Kon Kafe bir mekandır. Hem de ticari bir mekan. Adı üstünde bildiğimiz kafelerden bir kafe İşte… Almer Ticaret Merkezi'nin karşısındaki Belediye otobüs duraklarının bir arkasında bulunan binanın üst katı. Hatta buna çatı katı da dahil. Mekanın sahibi Kayseri'mizin ünlü ressamlarından Hasan Gürpınar ve ortağı öğretmen bir arkadaşı. Yıl 2003 idi. Günlerden bir gün Hasan Bey: "Arkadaşlar bu mekan şiir akşamları için her Cuma Gecesi sizlere tahsis edilmiştir, haberiniz olsun" dedi. Tam da o haftanın Cuma günü başladı bu Kon Kafe serüvenimiz. Ve tam tamına 3 yıl devam etti.
Kon kafe yarenlerin buluştuğu yarenlik mekanı değildi sadece. O mekan gerçekten bir sanat okulu idi. Okuldan da öte bir işlik! Bizlerin bu mekanda işlediği ise; çokça lir, birazcık da münir idi… Maksat şehrimizin son dönemlerinde küllenen şiirin, küllerini deşelemek ve o ateşi yeniden canlandırmaktı. Uzun soluklu Kon Kafe günlerinde bunu başardık diyebilirim, hem de fazlasıyla. Mekanda Cuma akşamları şiir konusunda bilenler bilgilerini sundu, bilmeyenler çekinmeden aldı alması gerekenleri. Kime sorsanız o zaman hemen herkes kimseyle yarış içerisinde olmadığını söylerdi ama aslında içten içe bir yarış da vardı sanat adına. Bu gün; şiir, öykü, roman yazarı bazı arkadaşlarımız bu işliğin işledikleri kişilerdendir.
Kon Kafenin 2006 yılında el değiştirmesinden sonra onun uzantısı dediğimiz mekanlarda (Kültür Kafe, belediye Salonu ve Yoğunburç) ne yazık ki bu gönül birlikteliklerinin bağları çözülmeye başladı yavaş yavaş. Buna etki eden faktörlerin en az yarısı dış müdahalelerdi bence. Hiçbir kurum ve kuruluşa bağlı olmayan bu birlikteliği birileri sahiplenip derneğine, birliğine katmaya çalıştı. sanatçı arkadaşlar kitaplı, kitapsız şeklinde tutulmaya çalışıldı bir dönem. Bu mekanımıza alternatif mekanlar açıldı ve buranın terki istendi açık mesajlarla. Hatta birileri kalktı buradaki bu saf topluluğa; "Belediye Şairleri" adını taktı. Hatta daha da ileri gidilerek gazetelere; "bu mekana gelenleri Belediyenin bir bardak çayı için virgül gibi kıvrananlar" şeklinde nitelendirildi.

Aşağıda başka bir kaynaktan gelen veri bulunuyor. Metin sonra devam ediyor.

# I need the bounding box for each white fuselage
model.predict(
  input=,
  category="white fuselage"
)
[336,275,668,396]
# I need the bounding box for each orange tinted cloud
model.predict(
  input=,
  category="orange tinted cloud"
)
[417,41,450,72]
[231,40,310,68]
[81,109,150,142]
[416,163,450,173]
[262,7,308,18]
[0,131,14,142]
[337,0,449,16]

Dedik ya çözülmeler oldu diye, Bunun neticesinde doğan iç kargaşa nedeniyle kucaklaşmaların yerini uzaktan baş sallamalar aldı. "Bizler büyüdük" diyordu birileri. Müthiş bir tespit! Bir çok arkadaşımız inkişaf etti, büyüdü, ve artık bu mekanlar dar geldi onlara(!) Özellikle Yoğunburç döneminde bazı kişilerce, "Cuma Şiir Dinletilerinin adı, "Şiir İnletisi" şeklinde lanse edildi açıktan açığa. Bu gecelerin müdavimlerinden olan bazı arkadaşlarımız kendilerinin bir "general" olduklarını burada keşfettiler ve "er" saydıklarıyla olmayı zül addettiler… Ha haklarını yemeyelim, arada bir de olsa bu bahse konu zevat bu mekana uğrar. Mutlaka duymuştur bir televizyonun çekim yapacağını o gün, ya da kendisini büyük bir konuğa gösterme derdindedir. Bu kişiler o gün mutlaka protokol koltuklarındadırlar. Biz hep çekiliriz şöyle bir derkenara!.. Ah, beni batasıca beeeen!

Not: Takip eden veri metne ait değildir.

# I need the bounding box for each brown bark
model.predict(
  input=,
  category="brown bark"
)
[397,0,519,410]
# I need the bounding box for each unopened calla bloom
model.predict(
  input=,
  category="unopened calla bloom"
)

Ben şuna inanırım ki; her işin amatör bir ruhla, profesyonelce yapılanı makbuldür. Arı-duru saf bir ruh! Ve dahi halisane bir niyet. İşte o zaman düşüyor başa üç elmadan birisi; kime kısmet, kime niyet!
Şimdilerde Cuma şiir dinletilerinin mekanı Turizmciler Derneği olarak bulunduğu çevreye çay servisi yapıyor. yani bir yerde ticaret! Hilmi Ziya Ülken ne demişti 'Aşk Ahlakı' kitabında: "Kayseri'de sanat tüccarın sermayesidir." Bu söze bir parantez açarsak diyor ki mealen; bir sanat ki bu şehirde sermayeye katkı sağlamıyorsa yok mesabesindedir... Hay dilini seveyim Hilmi Amcam, düşünceme dil oldun...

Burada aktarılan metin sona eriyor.